James Wishart was born on 26 June 1890 at Boreland Farm in Dysart, Fife – the youngest of eight children of Peter Wishart, a farm servant from Cults, and his wife, Elizabeth Lumsden. During the next decade, Peter worked on farms in Wemyss and then Duddingston before settling in Kirkcaldy, where he became a storekeeper dealing in hay and grain. The family rented a terraced stone cottage at 38 Salisbury Street, and young James got his first job nearby as a bread vanman for Mr John Stewart of Dunniker Road (afterwards with Mrs Alexander of Links Street.)
In spring 1914, James, who was later described as a ‘big, stalwart young fellow’, moved to Edinburgh and joined the City Police Force. After the outbreak of war, he enlisted in Edinburgh during early October and joined the 9th (Service) Battalion, Gordon Highlanders, who were part of Kitchener’s Second New Army and had been raised in Aberdeen during September.
The 9th Gordons, who were in the 44th Brigade, 15th (Scottish) Division, trained at Aldershot before moving to Haslemere where they were designated a Pioneer Battalion, which meant that in addition to being trained infantry they also provided skilled labour for the division and were sometimes seconded to the Royal Engineers. In February 1915 the Gordons moved to Perham Down and then to Andover in May for final training before proceeding overseas.

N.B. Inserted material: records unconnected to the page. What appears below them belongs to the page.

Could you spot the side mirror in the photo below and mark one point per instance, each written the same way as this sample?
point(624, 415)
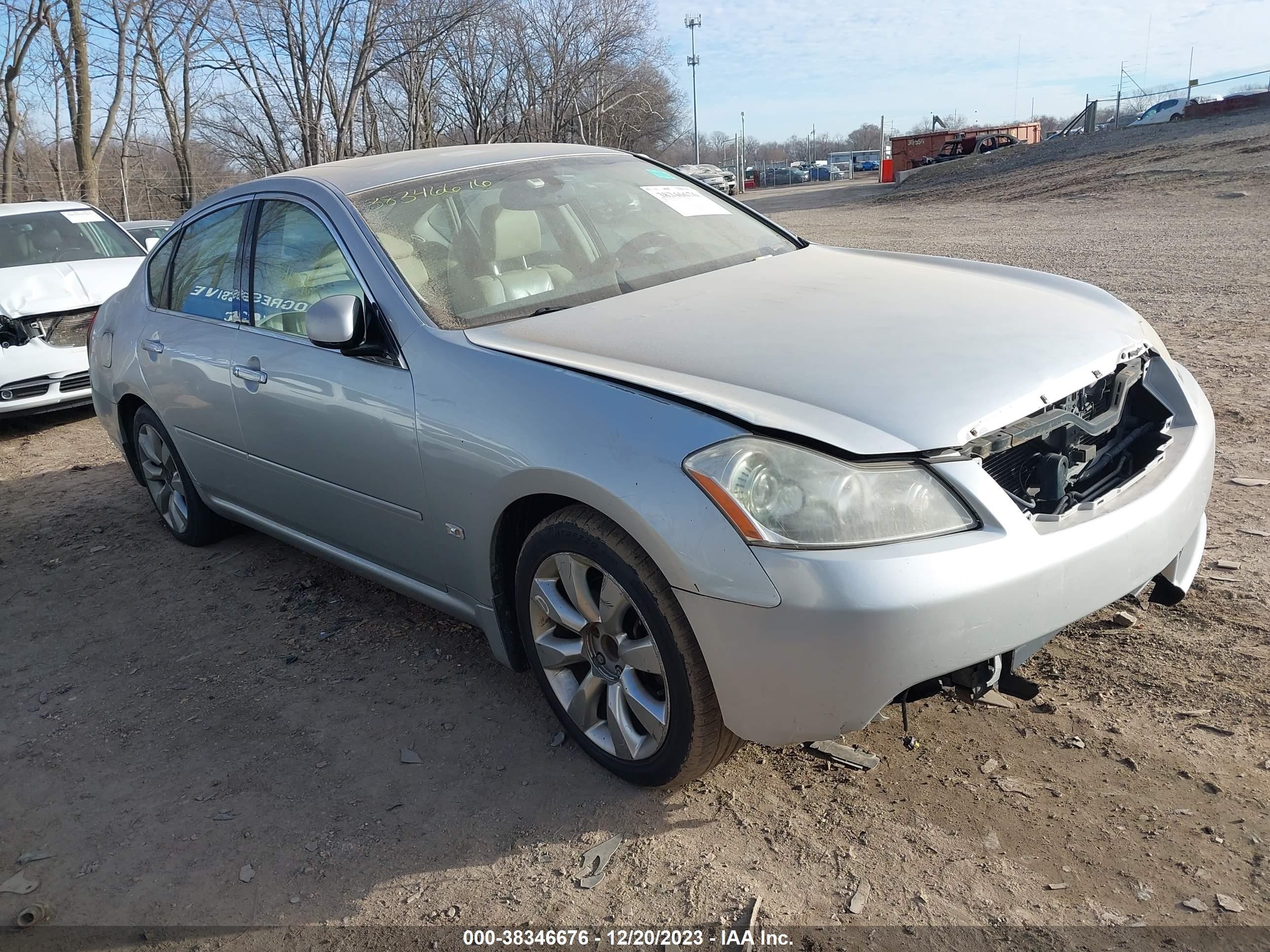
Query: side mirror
point(336, 323)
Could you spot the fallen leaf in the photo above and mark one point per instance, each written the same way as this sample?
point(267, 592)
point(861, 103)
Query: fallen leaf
point(859, 898)
point(19, 884)
point(596, 861)
point(1011, 785)
point(1230, 904)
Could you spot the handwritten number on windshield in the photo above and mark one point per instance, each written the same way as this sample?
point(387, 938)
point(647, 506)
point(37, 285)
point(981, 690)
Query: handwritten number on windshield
point(415, 195)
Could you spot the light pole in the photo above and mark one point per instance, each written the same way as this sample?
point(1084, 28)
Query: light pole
point(694, 60)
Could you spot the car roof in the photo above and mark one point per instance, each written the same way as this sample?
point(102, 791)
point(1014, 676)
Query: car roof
point(28, 207)
point(351, 175)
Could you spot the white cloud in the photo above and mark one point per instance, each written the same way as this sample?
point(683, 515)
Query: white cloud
point(790, 65)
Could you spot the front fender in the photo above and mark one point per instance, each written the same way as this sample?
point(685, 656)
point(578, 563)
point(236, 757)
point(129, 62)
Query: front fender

James embarked in Folkestone with is unit just after midnight on 9 July and arrived in Boulogne shortly before dawn. He very likely saw action at the Battle of Loos in September when the Gordons suffered casualties of over 250 men. Much of James’ time during the remainder of 1915 would have almost certainly involved the construction and maintenance of trenches, which, owing to worsening weather conditions, would have been a battle in itself.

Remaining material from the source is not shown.